This Amendment No. 2 is being filed to reflect a reduction in the beneficial ownership percentages of the Reporting Persons due to the sale by the Reporting Persons of securities of the Issuer since the filing of the Prior Statement, and to amend Item 4, Item 5, and Item 7 of the Prior Statement as follows:
Item 4. | Purpose of Transaction |
Item 4 of the Prior Statement is hereby amended by adding the following thereto:
On November 15, 2024, the Reporting Persons reduced their beneficial ownership of the Issuer through the sale of securities of the Issuer.
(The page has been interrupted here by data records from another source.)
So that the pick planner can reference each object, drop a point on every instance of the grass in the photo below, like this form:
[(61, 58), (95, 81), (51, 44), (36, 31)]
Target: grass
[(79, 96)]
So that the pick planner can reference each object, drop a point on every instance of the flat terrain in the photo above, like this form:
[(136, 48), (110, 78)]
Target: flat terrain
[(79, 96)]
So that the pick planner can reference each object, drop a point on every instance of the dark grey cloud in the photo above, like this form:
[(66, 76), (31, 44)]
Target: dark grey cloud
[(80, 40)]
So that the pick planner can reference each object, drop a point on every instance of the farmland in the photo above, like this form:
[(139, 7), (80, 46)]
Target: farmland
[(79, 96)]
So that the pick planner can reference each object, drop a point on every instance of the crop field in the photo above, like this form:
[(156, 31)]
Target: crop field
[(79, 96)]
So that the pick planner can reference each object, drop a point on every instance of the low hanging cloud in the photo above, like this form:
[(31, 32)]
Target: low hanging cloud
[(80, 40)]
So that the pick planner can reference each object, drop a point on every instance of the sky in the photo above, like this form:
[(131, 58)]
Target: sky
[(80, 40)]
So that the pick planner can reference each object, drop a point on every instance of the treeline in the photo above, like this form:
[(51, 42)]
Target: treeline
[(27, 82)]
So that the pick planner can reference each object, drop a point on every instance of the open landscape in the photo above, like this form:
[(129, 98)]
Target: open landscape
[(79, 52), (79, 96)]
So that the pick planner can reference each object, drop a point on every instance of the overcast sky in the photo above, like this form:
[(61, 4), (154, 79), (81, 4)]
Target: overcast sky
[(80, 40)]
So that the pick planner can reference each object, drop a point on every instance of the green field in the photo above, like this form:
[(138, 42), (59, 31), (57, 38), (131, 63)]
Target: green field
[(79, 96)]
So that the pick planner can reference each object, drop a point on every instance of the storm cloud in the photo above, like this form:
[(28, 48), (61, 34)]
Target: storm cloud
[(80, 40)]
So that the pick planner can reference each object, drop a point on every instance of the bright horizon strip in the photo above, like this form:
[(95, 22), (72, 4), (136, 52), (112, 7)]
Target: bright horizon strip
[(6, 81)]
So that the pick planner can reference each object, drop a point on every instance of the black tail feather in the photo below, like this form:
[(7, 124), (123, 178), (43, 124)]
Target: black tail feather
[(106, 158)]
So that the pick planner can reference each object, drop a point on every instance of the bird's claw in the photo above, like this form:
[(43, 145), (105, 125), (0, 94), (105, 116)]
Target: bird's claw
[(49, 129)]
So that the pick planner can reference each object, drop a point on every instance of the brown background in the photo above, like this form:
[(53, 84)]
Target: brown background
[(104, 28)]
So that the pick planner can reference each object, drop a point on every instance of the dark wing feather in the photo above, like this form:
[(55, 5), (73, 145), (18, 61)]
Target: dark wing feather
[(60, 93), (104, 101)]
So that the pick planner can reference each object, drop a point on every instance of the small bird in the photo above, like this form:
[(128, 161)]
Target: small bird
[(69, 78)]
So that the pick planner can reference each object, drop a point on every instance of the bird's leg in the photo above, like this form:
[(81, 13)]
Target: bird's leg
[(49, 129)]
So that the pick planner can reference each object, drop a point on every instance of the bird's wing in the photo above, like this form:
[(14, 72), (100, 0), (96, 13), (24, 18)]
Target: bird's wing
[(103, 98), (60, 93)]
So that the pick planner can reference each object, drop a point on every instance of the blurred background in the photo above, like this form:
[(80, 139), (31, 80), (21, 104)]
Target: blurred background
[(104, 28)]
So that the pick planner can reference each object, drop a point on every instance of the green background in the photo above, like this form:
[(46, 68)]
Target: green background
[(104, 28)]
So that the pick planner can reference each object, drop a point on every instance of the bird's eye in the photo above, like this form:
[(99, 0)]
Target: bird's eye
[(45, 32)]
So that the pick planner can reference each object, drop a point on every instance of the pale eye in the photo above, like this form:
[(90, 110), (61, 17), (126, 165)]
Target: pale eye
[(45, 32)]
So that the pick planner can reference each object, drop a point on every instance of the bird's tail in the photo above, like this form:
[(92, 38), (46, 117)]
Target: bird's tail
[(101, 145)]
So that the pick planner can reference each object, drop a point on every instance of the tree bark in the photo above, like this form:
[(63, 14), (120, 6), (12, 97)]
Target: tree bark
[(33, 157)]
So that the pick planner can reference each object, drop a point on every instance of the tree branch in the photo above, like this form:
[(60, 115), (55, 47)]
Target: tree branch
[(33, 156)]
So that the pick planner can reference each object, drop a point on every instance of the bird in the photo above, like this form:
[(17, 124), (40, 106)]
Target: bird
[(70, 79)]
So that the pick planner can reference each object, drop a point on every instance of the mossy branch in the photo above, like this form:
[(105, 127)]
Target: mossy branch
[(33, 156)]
Item 5. | Interest in Securities of the Issuer |
(a), (b) The responses of the Reporting Persons with respect to Rows 7 through 13 of the cover pages of the Reporting Persons to this Amendment are incorporated herein by reference.
The aggregate percentage of beneficial ownership of General Motors Ventures LLC is approximately 3.1% of the outstanding Shares of the Issuer. Calculations of the percentage of the Shares beneficially owned assumes 316,703,306 shares of Class A Common Stock outstanding according to the Form 10-Q filed by the Issuer on November 1, 2024.
The aggregate percentage of beneficial ownership of each of General Motors Holdings LLC and General Motors Company is approximately 6.2% of the outstanding Shares of the Issuer. Calculations of the percentage of the Shares beneficially owned assumes 316,703,306 shares of Class A Common Stock outstanding according to the Form 10-Q filed by the Issuer on November 1, 2024.
The reduction in beneficial ownership percentages from those set forth in the Prior Statement reflects a reduction in the beneficial ownership percentages of the Reporting Persons due to the sale by the Reporting Persons of securities of the Issuer.
To the knowledge of the Reporting Persons, none of the persons listed on Exhibit 1 to the Prior Statement have any beneficial ownership of any Shares.
(c) Except for the transactions described in response to Item 4 of the Schedule 13D or as set forth in Exhibit 7 to this Schedule 13D, which information is hereby incorporated by reference, none of the Reporting Persons, nor, to the knowledge of the Reporting Persons, any of the persons listed on Exhibit 1 to the Prior Statement, have effected any transactions that may be deemed to be a transaction in the Shares during the past 60 days.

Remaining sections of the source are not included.